The New Strawberry Recipe

by Sophia Surk

That is the absolute renowned treat recipe which is greatly popular by the children. This unique strawberry tarts are really fulfilling and may fill up your belly in a very addictive way.

(For tarts) Ingredients: 1 cups all-purpose flour, teaspoon salt, 3 tablespoons white granulated sugar, 2 tablespoons cold shortening, 6 tablespoons solid unsalted butter (sliced), 2 cups Pastry Cream, cup ice cold water, 2 pints whole strawberries (hulled and chopped up in half), 3 tablespoons shelled pistachios (halved), 1/3 cup apricot jelly,

Directions Using a little mixing bowl, beat together sugar, salt, and flour. Put mixture in the fridge for Thirty minutes immediately after beat using a blender.

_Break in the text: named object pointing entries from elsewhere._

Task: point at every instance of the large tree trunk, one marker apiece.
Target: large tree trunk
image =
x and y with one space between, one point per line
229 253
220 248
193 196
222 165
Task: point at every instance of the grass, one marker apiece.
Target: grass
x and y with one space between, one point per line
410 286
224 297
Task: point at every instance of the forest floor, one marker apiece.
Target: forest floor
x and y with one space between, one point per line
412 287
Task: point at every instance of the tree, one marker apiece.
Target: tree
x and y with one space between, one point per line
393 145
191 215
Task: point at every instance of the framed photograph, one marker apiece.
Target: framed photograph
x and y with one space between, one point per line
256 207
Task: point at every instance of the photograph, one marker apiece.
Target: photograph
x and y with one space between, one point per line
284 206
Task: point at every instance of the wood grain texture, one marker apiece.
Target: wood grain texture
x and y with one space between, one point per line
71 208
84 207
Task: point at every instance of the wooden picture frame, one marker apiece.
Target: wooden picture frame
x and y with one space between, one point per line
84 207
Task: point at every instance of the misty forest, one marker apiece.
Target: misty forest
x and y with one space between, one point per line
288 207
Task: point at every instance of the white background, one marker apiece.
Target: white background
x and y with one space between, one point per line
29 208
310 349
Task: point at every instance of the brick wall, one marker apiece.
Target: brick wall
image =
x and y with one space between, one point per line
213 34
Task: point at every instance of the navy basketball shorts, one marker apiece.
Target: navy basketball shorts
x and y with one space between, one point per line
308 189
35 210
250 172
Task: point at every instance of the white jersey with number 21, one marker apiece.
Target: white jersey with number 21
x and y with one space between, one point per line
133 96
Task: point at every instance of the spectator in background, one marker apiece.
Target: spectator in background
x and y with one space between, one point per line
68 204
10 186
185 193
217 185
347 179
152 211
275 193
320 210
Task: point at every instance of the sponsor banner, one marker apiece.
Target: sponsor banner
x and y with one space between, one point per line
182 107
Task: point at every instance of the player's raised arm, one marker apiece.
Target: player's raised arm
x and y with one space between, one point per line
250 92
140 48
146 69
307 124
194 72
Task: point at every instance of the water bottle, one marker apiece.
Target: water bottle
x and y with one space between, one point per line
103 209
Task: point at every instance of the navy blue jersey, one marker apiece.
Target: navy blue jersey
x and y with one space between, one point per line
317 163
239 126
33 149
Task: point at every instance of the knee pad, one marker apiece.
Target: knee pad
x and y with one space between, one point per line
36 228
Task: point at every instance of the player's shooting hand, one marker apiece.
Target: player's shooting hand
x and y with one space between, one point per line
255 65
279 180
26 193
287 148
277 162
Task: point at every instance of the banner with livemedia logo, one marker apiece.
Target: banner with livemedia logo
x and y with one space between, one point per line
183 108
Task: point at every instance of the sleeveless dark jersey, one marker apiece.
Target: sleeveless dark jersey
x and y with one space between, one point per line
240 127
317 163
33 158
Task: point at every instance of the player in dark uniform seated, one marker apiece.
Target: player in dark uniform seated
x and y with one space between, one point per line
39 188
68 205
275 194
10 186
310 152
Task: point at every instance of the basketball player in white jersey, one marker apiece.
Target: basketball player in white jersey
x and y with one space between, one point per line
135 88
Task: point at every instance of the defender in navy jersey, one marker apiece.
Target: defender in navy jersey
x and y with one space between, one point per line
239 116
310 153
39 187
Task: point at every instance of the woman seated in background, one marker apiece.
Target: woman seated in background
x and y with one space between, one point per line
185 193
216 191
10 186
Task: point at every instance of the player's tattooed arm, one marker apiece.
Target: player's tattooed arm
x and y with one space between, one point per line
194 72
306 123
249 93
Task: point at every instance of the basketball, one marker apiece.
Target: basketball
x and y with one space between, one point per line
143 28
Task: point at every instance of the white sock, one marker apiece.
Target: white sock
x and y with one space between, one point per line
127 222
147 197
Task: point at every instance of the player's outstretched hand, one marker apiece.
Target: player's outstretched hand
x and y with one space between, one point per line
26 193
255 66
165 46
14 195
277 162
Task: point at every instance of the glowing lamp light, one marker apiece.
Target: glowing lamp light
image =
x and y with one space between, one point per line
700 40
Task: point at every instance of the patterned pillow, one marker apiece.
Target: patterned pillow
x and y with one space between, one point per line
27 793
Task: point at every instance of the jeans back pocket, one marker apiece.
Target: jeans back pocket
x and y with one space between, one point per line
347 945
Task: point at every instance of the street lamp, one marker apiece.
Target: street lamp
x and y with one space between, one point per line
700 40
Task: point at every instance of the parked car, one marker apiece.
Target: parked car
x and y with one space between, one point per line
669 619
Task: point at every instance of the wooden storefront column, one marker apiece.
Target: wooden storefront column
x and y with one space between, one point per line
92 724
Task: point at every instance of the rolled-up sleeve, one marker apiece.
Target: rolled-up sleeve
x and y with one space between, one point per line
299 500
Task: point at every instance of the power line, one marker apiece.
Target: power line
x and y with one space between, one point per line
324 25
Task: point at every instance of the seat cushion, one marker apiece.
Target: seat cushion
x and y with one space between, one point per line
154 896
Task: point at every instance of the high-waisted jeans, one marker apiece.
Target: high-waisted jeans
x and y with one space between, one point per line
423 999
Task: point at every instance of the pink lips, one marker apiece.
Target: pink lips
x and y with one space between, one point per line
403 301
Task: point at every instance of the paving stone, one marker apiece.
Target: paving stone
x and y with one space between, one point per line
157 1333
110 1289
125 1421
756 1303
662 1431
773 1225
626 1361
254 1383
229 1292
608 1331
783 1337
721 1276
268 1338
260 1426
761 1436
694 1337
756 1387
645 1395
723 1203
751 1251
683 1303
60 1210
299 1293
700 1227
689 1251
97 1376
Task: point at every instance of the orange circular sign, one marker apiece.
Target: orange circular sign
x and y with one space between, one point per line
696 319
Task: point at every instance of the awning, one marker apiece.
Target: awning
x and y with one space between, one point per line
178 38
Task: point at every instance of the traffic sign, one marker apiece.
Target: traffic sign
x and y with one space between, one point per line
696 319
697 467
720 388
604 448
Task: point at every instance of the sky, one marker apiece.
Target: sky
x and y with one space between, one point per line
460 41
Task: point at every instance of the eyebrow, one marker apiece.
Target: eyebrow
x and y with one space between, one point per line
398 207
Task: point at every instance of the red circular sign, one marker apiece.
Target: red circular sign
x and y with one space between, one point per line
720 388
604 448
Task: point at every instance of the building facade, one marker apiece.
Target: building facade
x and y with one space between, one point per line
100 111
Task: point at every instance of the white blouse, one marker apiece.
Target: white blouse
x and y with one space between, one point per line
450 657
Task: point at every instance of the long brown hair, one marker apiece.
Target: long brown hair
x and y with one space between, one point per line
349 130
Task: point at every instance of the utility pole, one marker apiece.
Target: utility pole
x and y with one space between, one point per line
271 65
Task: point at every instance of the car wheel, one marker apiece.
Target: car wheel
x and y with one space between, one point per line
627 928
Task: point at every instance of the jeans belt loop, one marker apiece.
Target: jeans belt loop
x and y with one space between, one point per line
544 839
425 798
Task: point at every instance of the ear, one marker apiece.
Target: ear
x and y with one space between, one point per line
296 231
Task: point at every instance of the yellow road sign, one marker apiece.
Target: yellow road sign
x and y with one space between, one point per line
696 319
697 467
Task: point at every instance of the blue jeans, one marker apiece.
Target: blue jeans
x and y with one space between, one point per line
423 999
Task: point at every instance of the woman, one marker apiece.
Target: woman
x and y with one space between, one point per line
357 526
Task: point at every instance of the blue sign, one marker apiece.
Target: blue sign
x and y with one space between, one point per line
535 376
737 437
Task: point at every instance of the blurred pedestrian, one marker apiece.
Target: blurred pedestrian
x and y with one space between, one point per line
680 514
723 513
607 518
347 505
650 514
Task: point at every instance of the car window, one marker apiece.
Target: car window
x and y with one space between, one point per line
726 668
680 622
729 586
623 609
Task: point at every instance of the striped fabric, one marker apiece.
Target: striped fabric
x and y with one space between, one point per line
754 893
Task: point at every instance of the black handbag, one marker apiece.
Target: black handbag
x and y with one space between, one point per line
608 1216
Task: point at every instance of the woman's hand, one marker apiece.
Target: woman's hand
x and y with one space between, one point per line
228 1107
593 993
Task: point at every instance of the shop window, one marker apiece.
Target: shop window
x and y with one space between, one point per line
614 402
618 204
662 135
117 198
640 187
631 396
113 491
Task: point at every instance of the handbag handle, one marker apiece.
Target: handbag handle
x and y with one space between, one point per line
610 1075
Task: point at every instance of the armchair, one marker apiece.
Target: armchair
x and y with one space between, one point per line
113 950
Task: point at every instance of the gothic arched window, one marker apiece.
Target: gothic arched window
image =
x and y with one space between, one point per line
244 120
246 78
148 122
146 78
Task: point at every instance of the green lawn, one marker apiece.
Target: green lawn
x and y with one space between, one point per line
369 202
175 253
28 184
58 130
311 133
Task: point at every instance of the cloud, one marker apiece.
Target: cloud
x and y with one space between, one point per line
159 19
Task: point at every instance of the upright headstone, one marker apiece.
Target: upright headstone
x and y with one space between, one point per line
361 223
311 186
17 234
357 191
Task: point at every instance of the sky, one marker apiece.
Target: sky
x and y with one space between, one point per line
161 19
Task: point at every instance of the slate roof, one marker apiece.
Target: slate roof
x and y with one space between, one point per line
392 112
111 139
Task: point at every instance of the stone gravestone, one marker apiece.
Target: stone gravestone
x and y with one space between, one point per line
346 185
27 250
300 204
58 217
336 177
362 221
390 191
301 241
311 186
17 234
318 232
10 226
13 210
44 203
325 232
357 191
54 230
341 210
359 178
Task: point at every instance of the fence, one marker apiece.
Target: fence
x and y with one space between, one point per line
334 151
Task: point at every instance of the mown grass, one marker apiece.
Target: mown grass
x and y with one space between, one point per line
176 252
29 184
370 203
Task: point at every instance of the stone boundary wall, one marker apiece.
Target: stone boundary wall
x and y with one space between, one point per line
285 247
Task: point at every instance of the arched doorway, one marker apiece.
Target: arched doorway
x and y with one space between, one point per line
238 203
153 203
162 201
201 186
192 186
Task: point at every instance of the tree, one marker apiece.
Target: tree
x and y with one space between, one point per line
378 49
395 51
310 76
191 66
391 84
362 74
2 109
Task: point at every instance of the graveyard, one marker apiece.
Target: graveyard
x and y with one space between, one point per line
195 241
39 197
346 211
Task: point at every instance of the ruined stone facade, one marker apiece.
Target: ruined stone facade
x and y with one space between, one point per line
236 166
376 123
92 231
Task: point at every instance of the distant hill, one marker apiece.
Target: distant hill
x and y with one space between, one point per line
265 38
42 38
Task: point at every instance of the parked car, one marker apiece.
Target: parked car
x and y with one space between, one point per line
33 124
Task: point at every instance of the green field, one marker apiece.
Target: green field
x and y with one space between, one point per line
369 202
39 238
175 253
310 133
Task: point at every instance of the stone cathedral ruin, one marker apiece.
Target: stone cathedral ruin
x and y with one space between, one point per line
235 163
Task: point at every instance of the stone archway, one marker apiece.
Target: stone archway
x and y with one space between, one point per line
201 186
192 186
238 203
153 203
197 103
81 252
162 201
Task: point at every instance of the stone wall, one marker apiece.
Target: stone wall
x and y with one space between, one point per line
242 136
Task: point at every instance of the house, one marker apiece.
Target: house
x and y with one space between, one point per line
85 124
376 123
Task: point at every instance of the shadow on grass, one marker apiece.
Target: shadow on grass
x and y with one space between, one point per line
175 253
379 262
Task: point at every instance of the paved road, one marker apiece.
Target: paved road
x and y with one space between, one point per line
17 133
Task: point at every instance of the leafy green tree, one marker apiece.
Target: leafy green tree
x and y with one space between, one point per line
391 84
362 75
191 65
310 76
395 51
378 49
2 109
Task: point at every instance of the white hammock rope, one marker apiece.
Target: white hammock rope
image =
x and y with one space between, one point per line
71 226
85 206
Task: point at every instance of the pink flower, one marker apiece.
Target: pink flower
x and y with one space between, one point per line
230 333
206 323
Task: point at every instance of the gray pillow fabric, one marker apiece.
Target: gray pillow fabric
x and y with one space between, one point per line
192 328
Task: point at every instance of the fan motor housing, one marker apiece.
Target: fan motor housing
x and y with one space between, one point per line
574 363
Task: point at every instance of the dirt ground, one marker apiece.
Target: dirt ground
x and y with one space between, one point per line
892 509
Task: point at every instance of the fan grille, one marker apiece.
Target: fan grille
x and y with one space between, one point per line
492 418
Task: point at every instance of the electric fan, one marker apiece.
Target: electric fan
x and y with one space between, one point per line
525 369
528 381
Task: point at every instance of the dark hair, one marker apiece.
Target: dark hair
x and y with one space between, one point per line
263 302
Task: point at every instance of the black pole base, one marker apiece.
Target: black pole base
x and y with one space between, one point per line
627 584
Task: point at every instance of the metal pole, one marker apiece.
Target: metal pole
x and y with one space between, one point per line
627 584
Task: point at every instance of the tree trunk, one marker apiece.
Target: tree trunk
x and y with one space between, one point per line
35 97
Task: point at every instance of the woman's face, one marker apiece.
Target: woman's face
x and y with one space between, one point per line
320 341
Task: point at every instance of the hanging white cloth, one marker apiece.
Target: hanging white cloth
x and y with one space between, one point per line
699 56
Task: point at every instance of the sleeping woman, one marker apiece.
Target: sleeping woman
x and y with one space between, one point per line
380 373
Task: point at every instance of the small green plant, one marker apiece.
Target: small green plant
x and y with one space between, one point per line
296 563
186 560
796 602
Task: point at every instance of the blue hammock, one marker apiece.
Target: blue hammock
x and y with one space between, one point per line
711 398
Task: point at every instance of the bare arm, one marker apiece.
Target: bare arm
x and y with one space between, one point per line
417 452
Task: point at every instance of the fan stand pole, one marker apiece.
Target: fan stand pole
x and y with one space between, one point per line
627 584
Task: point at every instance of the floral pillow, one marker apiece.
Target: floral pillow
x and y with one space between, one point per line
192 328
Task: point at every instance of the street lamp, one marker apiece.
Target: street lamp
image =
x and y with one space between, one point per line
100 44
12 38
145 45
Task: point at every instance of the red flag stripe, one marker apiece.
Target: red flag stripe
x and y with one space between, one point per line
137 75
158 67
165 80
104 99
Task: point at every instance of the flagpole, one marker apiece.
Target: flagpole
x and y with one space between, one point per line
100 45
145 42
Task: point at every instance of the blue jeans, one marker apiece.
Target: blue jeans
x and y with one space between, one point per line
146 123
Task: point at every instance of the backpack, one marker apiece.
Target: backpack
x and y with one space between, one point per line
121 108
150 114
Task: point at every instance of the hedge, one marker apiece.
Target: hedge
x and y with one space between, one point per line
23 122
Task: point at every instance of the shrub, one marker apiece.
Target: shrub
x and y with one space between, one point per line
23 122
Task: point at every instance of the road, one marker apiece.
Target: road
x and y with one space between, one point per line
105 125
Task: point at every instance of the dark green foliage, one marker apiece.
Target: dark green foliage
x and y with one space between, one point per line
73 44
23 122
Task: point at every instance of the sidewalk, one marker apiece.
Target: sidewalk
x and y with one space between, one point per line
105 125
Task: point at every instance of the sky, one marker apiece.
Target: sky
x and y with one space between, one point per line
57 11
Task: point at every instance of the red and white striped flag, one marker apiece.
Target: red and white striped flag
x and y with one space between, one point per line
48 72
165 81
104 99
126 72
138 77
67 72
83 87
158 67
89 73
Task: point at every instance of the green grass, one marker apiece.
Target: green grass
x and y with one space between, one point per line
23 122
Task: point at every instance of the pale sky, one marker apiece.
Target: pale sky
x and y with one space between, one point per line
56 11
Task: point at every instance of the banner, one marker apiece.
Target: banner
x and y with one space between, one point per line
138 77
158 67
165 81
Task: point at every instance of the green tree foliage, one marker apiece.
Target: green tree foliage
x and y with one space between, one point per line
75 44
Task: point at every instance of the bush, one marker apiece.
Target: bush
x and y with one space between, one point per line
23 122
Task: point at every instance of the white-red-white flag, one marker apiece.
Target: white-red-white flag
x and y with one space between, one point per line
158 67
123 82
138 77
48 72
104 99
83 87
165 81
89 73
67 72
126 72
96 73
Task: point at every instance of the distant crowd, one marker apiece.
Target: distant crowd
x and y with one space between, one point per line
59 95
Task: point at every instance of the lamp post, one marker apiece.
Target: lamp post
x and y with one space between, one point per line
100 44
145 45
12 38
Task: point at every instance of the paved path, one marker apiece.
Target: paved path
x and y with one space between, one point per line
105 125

Mix in butter as well as shortening and carry on the mixing method, next beat in chilled water gently. Stir until dough is actually thick and guarantee there aren't any flour blobs. Slightly flour a flat counter and form pastry dough like a circle; wrap by using a plastic wrapping and chill for Around 30 minutes or maybe more.

Pre-heat oven to 375 F.

Start preparing 4 tart pans together with detachable edges (4 inch). Pull off pastry dough from your fridge and fit correctly in to tart pans. Never stretch out the dough to prevent shrinkage of tarts. Cut excessive dough making use of the rolling pin.

Line the tart shells making use of a little bit of buttered aluminum foil, brush with side down, and also pack with dried up beans or rice. Bake within 10 minutes.

Cool tart shells for some minutes and remove aluminum foil and beans. Plant holes throughout the shells utilizing a fork and put in the oven and bake once more for twenty minutes or right up until edges are golden brown. Let stand to cool.

You're now all set to fill up the shells with pastry cream and then sprinkle with melted apricot jelly and pistachios.

(For pastry cream) Ingredients: 5 large egg yolks, cup sugar, 3 tablespoons cornstarch, teaspoon pure vanilla extract, 1 cups scalded milk, 1 tablespoon unsalted butter, 1 teaspoon Cognac, 1 tablespoon heavy cream,


Put together an electric powered mixing machine or food processor with paddle installation, add in the egg yolks and white granulated sugar for five minutes until mixture is actually thick. Reduce speed and mix in cornstarch.

Gently pour warm milk and blend for a couple more minutes. Place the mixture right into a big pot and boil over low heat. Resume stirring just until mixture thickens and bubbles. After 7 minutes, switch stirring to whipping; whisk continually for an additional few minutes until custard turns into as thick as pudding.

Mix in vanilla extract, butter, cognac, and heavy cream. Stir thoroughly.

Sift mixture in to a large mixing bowl and cover using a plastic wrap. Refrigerate until cold.

Pastry cream is already ready to fill the tart shells.